Patrick Paeck is a young astronomer who is very interested in observing planets. He likes to make best use of his observing sessions by planning them thoroughly. Unfortunately, this means he spends most of his spare time planning and has very little time left for observing.

Patrick has kindly agreed to put his planning to good use by writing a daily visible planets briefing for fans of the LAS website.

Patrick won't say which part of Britain his calculations are based on, but we believe they are centered on a small town a little way north of London that reminds him of his home far away. Therefore this column should be valid for the best part of England and Wales.
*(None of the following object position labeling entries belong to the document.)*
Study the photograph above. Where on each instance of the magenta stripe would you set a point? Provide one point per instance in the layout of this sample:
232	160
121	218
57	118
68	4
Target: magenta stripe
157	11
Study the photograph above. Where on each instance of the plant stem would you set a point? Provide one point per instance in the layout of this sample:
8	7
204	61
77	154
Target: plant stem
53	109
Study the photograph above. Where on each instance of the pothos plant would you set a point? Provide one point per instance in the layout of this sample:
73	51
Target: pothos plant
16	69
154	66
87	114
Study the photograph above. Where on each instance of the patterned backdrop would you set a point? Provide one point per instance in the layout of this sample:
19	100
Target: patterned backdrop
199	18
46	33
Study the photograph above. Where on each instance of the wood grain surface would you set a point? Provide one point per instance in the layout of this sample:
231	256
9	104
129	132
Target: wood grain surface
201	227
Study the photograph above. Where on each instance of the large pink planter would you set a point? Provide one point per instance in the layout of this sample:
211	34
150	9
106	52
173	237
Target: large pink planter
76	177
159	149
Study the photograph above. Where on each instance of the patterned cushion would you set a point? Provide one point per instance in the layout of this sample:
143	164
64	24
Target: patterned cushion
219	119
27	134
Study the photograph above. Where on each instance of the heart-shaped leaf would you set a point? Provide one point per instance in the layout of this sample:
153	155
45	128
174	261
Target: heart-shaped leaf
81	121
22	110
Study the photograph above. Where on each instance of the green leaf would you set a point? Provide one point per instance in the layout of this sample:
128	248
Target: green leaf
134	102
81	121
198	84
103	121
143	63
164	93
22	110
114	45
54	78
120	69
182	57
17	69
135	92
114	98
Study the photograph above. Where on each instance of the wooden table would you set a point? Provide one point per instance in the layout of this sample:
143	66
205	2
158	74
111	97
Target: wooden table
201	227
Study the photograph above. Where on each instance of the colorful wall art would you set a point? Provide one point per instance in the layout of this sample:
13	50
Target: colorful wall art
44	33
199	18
Local midnight varies in time each day in the same way that the "Equation of Time" correction noted on good sundials modifies the sundial time to match clock time. In the summer, local midnight occurs about one a.m. BST because clocks are put forward an hour.

Our friends in the west country and Wales will find that things happen several minutes later than noted here. Plymouth and Swansea will be a full sixteen minutes later and Falmouth twenty minutes. Birmingham will be just eight minutes later. Those in the south-east of England may find things happen just a few minutes earlier. Residents of northern France, Belgium and Netherlands should find the brief works quite well, but once again timings will vary with Longitude.

Patrick would like everyone to know that he is very grateful to his brother Josef for help in compiling the planets brief, especially the book of mathematical techniques for astronomers. A fresh planets brief is written every day. The brief changes very little from day to day as the planets move very slowly.

LAS Virtual Orrery
LAS Virtual Orrery - Tap for Details

The orrerys on this page and the planets page show the positions of the planets in their orbits each day. As with real orrerys the orbits are not to scale and are circular not elliptical. However the methods used to calculate their positions take into account the actual orbital distances and their elliptical orbits. In some cases the gravitational effects of one planet on another are also taken into account.

Patrick would love a nice traditional brass orrery like the one shown here. Unfortunately his salary and student loan repayments do not allow him to commission one.